"Litwa - obyczaje i zwyczaje": Pogrzeby (cz. III)

in #polish6 years ago

02227v.jpg

Dziś się to jeszcze znajduje, (pisze daléj Stryjkowski), w jednym kącie Liflandskiej ziemi za Moizą Solkową, i com sam widział przy pogrzebie umarłych, w trąby grają, śpiewając:

"Jdź nieboże z tego nędznego świata na wieczne wesele tam, gdzie cię Leisysz, (Litwin, Polak), Niemiec i Rusin nie będzie mógł krzywdzić" 146)

Pamiątkę umarłych ojców, matek, i krewnych swoich, obchodzili w miesiącu październiku, a czasem na każde święto, na mogiłach lamętliwie śpiewając, wynurzają żale, zwłaszcza żony, wyliczając dzielność cnoty i gospodarstwo swoich mężów.
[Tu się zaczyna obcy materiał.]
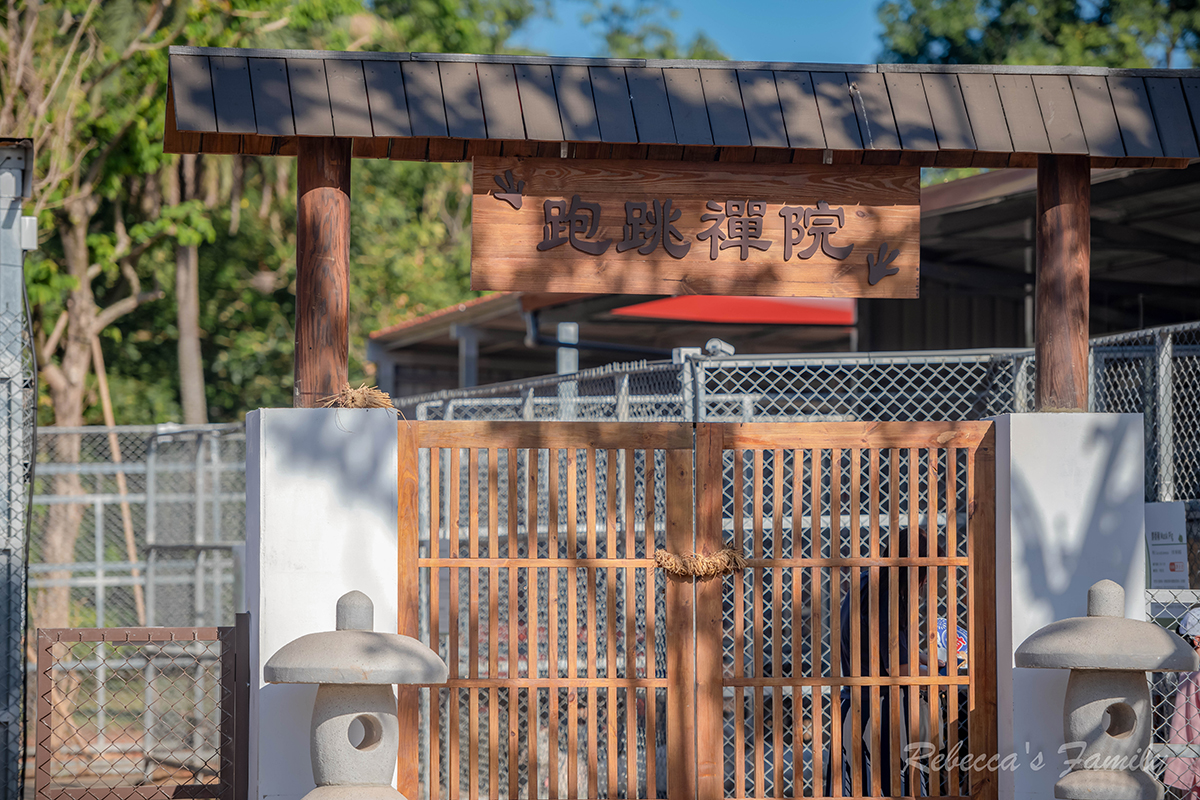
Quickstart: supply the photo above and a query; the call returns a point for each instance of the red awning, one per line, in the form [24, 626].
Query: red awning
[745, 311]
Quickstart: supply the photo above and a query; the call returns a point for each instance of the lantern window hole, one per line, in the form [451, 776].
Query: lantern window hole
[1120, 720]
[365, 732]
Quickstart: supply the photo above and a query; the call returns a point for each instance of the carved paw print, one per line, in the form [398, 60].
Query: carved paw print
[877, 265]
[510, 190]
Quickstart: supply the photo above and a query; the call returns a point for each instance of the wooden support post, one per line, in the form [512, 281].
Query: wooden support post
[1063, 245]
[323, 254]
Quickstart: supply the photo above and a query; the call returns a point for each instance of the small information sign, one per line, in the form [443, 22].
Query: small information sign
[1167, 542]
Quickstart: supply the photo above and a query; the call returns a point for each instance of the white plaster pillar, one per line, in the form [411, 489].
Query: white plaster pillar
[321, 521]
[1069, 511]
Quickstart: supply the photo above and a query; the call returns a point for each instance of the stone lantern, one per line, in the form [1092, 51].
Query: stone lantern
[1107, 708]
[355, 668]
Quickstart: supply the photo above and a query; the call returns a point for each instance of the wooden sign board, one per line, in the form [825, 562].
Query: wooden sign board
[643, 227]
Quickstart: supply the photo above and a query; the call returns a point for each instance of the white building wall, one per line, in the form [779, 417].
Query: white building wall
[1069, 511]
[321, 521]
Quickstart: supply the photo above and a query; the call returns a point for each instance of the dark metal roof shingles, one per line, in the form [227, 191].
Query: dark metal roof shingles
[273, 98]
[876, 120]
[348, 98]
[539, 102]
[385, 92]
[615, 110]
[652, 108]
[313, 92]
[765, 115]
[576, 106]
[231, 91]
[310, 97]
[192, 86]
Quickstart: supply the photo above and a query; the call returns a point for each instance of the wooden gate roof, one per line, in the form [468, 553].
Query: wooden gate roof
[445, 107]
W Kurlandskiej zaś i Samlandskiéj ziemicy i w Prusiech, kiedy czynią umarłym pamiątkę, tedy z kościoła, prosto do karczmy, albo do wybranego na to domu idą, gdzie się na war piwa zsypują: żony przynoszą za nimi w koszałkach ryb pieczonych i warzonych na zimno. Tam biesiadują bez nożów, a żony im posługują. Każdy co umarłemu krewnemu życzy, każdej potrawy pod stół rzuca sztukę, i kufel piwa na ziemię wylewa. W Litwie zaś i Żmudzi, chłopi także na upominanie przyjaciół, z wielkim dostatkiem obiady sprawują, a kiedy już mają zaczynać jeść, najstarszy gospodarz weźmie łyżkę wielką mąki, rozmaitego zboża, soli i kadzidła, a zakurzywszy, mówi: "Aza wissumos Priatelos musu: etc." 147). Potem jedzą i piją, aż na nogach stać nie mogą, starodawne wyśpiewując pieśni.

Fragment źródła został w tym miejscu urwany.